Pop Culture

Grimaldi: Dystopian movies provide narrow roles for actors

Young adult novels are wonderful. The public especially has certainly embraced this genre — the success of “The Hunger Games,” “Harry Potter,” and “Twilight” prove this perfectly. The amount of film adaptations that have occurred in the past few years show Hollywood sees the potential to make serious cash off of books for young adults.

In recent years, young adult genre is totally dominated by dystopian sagas, full of grim, boring worlds and supposedly badass, but mostly white, solemn heroines. Last weekend, the film adaptation of “Divergent” hit theaters and proved that the genre and its leading ladies are becoming derivative of each other, creating a bleak future for Hollywood blockbusters.

Maybe I should be glad that young women are being portrayed as strong, agile archers and warriors. Sure, Katniss Everdeen is cool, but I keep seeing movies and books with similar futuristic worlds and women who seem like they could be cut and paste from one story into the next.  The upcoming “The Giver” and “The Maze Runner” have more similar themes and aesthetics in the film versions to “The Hunger Games” than their own original texts. It’s all an indication that something is wrong. The problem lies within Hollywood and existing gender schema in pop culture and beyond.

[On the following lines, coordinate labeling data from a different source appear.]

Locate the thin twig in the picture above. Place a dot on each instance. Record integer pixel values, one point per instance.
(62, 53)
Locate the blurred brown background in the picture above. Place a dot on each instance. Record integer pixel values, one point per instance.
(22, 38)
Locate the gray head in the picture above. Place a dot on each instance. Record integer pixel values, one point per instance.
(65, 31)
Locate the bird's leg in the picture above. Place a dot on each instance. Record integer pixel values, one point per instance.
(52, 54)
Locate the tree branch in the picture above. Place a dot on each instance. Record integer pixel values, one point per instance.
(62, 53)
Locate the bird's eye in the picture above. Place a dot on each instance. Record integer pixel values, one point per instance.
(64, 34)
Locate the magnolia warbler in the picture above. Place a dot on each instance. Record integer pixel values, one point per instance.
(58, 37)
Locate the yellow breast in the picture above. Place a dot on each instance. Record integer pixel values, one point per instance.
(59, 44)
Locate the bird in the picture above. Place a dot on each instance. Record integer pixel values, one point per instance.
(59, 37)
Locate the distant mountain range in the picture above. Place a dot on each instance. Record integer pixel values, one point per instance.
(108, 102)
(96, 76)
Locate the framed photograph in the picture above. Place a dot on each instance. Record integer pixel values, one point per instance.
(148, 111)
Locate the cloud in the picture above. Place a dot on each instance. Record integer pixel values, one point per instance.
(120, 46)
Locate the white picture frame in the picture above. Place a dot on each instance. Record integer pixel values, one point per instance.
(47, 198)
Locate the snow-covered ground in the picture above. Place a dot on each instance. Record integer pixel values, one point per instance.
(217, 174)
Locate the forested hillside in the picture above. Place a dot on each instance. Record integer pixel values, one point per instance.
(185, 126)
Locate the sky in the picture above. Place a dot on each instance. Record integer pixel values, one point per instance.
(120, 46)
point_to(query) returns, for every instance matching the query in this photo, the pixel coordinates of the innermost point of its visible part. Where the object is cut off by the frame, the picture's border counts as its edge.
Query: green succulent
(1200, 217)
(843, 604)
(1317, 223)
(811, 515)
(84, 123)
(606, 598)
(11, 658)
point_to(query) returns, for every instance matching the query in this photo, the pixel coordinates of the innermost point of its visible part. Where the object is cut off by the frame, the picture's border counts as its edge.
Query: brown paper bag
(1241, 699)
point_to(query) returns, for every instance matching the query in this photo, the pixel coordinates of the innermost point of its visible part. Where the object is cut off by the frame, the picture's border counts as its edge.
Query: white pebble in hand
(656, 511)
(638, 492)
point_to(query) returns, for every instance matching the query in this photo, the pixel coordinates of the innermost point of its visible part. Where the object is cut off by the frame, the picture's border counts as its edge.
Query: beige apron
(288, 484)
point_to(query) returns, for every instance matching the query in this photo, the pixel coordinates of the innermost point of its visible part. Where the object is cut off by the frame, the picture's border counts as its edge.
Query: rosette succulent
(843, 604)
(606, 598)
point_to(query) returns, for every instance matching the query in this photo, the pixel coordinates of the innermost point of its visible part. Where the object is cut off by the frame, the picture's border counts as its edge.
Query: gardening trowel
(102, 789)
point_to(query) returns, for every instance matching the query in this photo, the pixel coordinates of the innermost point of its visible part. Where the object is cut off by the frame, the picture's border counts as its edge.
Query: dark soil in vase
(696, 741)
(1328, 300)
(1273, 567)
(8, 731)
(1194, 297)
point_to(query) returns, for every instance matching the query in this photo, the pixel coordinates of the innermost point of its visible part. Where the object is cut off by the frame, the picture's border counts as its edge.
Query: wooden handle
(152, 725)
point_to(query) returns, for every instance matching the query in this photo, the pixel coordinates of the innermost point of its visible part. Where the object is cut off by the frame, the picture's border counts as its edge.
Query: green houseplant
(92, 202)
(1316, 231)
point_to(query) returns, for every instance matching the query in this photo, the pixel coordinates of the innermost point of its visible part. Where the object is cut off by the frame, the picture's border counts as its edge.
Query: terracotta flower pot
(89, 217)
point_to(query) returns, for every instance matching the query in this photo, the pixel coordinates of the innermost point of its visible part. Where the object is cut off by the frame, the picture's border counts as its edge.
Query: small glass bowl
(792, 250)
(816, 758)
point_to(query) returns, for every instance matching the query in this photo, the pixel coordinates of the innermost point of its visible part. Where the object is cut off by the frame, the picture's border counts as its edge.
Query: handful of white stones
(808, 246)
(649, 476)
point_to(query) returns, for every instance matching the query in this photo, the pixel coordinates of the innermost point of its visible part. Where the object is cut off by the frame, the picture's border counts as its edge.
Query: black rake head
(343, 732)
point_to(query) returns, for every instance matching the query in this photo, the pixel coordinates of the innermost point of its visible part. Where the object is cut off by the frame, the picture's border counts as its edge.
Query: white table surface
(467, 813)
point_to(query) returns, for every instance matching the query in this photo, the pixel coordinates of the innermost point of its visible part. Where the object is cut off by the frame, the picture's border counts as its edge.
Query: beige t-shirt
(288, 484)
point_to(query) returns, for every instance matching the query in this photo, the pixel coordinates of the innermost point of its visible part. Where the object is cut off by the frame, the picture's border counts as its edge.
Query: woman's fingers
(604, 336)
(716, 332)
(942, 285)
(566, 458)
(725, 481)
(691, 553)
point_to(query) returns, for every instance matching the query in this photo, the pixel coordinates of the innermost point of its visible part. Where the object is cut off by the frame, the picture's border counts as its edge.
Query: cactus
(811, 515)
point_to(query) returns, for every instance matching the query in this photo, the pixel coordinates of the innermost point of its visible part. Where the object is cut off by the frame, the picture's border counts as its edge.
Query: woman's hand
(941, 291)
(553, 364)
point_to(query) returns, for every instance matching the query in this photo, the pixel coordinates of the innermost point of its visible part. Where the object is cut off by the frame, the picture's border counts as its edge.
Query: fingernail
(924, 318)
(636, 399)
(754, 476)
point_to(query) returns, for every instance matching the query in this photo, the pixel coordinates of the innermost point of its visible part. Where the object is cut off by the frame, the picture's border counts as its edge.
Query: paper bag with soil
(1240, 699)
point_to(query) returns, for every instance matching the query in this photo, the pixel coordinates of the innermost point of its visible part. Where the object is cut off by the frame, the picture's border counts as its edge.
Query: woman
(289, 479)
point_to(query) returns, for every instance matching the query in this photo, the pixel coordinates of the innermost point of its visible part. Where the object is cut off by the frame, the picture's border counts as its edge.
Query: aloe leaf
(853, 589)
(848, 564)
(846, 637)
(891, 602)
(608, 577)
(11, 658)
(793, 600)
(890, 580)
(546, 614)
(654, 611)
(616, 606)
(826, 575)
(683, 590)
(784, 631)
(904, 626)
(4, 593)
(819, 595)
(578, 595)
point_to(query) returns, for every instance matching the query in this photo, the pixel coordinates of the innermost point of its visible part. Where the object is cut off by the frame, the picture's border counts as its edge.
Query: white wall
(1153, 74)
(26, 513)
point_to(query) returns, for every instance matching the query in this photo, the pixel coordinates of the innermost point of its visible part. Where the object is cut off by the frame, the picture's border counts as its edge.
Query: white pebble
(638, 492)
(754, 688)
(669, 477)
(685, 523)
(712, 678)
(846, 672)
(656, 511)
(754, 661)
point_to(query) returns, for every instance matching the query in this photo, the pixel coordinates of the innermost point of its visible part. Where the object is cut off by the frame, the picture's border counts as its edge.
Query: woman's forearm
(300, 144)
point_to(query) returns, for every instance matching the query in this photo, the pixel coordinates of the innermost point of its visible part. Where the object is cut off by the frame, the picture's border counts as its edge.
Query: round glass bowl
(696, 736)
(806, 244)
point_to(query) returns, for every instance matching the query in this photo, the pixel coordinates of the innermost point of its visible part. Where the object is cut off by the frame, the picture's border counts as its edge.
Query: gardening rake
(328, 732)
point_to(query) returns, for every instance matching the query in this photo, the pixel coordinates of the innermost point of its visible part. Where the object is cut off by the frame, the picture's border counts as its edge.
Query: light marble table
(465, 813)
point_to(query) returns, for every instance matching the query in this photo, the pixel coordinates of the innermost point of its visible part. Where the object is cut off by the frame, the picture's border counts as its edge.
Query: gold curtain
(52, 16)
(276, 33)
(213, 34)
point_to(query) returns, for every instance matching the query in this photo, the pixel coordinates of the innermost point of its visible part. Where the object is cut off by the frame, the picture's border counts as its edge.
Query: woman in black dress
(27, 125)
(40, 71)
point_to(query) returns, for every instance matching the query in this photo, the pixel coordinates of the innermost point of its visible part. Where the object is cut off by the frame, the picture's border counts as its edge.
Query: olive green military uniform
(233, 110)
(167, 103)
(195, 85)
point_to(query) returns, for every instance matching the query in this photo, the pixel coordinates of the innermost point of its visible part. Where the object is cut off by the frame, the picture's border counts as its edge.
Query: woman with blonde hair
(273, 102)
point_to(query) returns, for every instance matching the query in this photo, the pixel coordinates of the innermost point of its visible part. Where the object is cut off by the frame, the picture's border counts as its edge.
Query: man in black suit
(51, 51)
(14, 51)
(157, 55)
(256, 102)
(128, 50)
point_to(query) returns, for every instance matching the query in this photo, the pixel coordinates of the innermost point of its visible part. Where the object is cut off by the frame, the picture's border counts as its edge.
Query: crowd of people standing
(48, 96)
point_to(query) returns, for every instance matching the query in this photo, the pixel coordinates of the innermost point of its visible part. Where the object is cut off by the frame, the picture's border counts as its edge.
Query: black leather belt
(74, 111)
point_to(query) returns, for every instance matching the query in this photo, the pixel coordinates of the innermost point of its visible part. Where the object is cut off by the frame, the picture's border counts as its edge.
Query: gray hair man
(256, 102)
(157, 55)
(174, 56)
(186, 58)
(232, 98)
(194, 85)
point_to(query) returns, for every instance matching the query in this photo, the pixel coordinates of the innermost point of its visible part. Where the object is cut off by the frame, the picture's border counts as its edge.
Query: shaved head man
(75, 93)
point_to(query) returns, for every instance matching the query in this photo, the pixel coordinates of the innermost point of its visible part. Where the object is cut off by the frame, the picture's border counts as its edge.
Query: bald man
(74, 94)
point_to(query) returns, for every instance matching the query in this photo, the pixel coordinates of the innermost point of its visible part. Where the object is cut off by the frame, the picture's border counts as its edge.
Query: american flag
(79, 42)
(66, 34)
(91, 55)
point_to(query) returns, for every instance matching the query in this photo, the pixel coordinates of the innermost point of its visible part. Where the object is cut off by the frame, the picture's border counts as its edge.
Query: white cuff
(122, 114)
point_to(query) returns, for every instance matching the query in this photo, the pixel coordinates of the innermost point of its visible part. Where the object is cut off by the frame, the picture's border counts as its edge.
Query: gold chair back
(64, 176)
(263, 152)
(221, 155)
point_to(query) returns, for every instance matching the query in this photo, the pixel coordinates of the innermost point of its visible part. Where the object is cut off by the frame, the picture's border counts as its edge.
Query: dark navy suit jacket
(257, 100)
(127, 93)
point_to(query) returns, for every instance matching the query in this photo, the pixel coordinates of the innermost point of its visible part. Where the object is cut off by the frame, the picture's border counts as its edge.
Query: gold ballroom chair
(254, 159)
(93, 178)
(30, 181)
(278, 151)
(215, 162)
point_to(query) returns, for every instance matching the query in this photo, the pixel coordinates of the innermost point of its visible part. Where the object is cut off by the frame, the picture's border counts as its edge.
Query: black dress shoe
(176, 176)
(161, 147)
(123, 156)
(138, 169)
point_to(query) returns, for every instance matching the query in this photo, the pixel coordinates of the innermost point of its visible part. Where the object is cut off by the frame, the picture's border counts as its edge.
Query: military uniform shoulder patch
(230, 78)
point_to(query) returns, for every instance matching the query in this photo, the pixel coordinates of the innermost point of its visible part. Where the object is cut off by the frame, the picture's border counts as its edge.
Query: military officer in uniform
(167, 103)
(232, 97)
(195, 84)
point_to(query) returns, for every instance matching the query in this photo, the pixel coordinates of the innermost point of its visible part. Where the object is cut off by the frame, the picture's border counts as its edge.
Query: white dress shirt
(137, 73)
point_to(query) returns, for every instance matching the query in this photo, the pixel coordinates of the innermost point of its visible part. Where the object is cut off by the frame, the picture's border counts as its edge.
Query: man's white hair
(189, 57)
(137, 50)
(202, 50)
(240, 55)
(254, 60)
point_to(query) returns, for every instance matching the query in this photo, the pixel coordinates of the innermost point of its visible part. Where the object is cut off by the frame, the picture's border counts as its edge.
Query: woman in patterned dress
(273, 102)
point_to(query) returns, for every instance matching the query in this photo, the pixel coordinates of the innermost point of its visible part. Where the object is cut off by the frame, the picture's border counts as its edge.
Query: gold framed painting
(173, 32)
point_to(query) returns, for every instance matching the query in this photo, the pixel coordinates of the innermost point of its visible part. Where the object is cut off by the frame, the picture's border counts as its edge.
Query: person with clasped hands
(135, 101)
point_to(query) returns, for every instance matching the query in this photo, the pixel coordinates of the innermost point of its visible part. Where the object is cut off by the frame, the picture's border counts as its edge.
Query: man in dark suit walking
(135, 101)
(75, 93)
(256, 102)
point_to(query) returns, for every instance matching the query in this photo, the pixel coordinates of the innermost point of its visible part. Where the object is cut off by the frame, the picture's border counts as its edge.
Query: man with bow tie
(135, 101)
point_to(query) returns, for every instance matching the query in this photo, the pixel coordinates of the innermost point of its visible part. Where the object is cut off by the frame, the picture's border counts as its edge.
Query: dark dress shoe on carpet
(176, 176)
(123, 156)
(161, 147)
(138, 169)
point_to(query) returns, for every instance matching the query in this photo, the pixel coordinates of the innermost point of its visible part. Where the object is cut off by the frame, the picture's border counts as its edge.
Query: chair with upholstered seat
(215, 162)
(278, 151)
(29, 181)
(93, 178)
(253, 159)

The heroines in these titles are characterized as tomboyish and not ones to care about how they look, but the filmmakers and casting directors certainly care a lot about looks. Most of them tend to be white, between sizes two and six, and for all intents and purposes, drop dead gorgeous. In “Divergent” the main character, Tris, is supposed to be exceedingly plain, and yet directors casted Shaliene Woodley, who is eye-popping and anything but ordinary.

Accuracy and dedication to the source text aside, this really emphasizes the cookie-cutter effect that is so observable in these movies. Audiences are made to feel like there is only one type of heroine. Hollywood should diversify representations of women and veer away from the played-out post-apocalyptic genre. It’s a lose-lose situation.



This is probably an indication that Hollywood needs to rethink its blockbusters and who’s in them. These new movies are so unoriginal that they cannot stand on their own. In an August issue of Entertainment Weekly, the cover story featuring the cast of “Divergent” had the headline “Is This the Next Hunger Games?” plastered across it. Hollywood should be striving for new representations to tell stories that are the first of their kind, not the next of another’s.

I fully support Tris and Katniss’s bad-assery, but I think they deserve some more interesting counterparts to complement the desiccated world of young adult fiction. Different examples are few and far between, such as the film adaptation of “The Fault in Our Stars,” which also stars Shailene Woodley as one of the most unique heroines of our time. Another book due to be adapted as a series is “Dorothy Must Die” which combines everything we love about Oz with “Kill Bill”-like action sequences.

There is plenty out there for Hollywood and book publishers to draw from, and now is the time for them to do it. Audiences won’t want to see the same story again and again, and we certainly won’t want our heroines to become abstracted from great women into bland characters designed for movie studios to make money rather than for us to actually enjoy.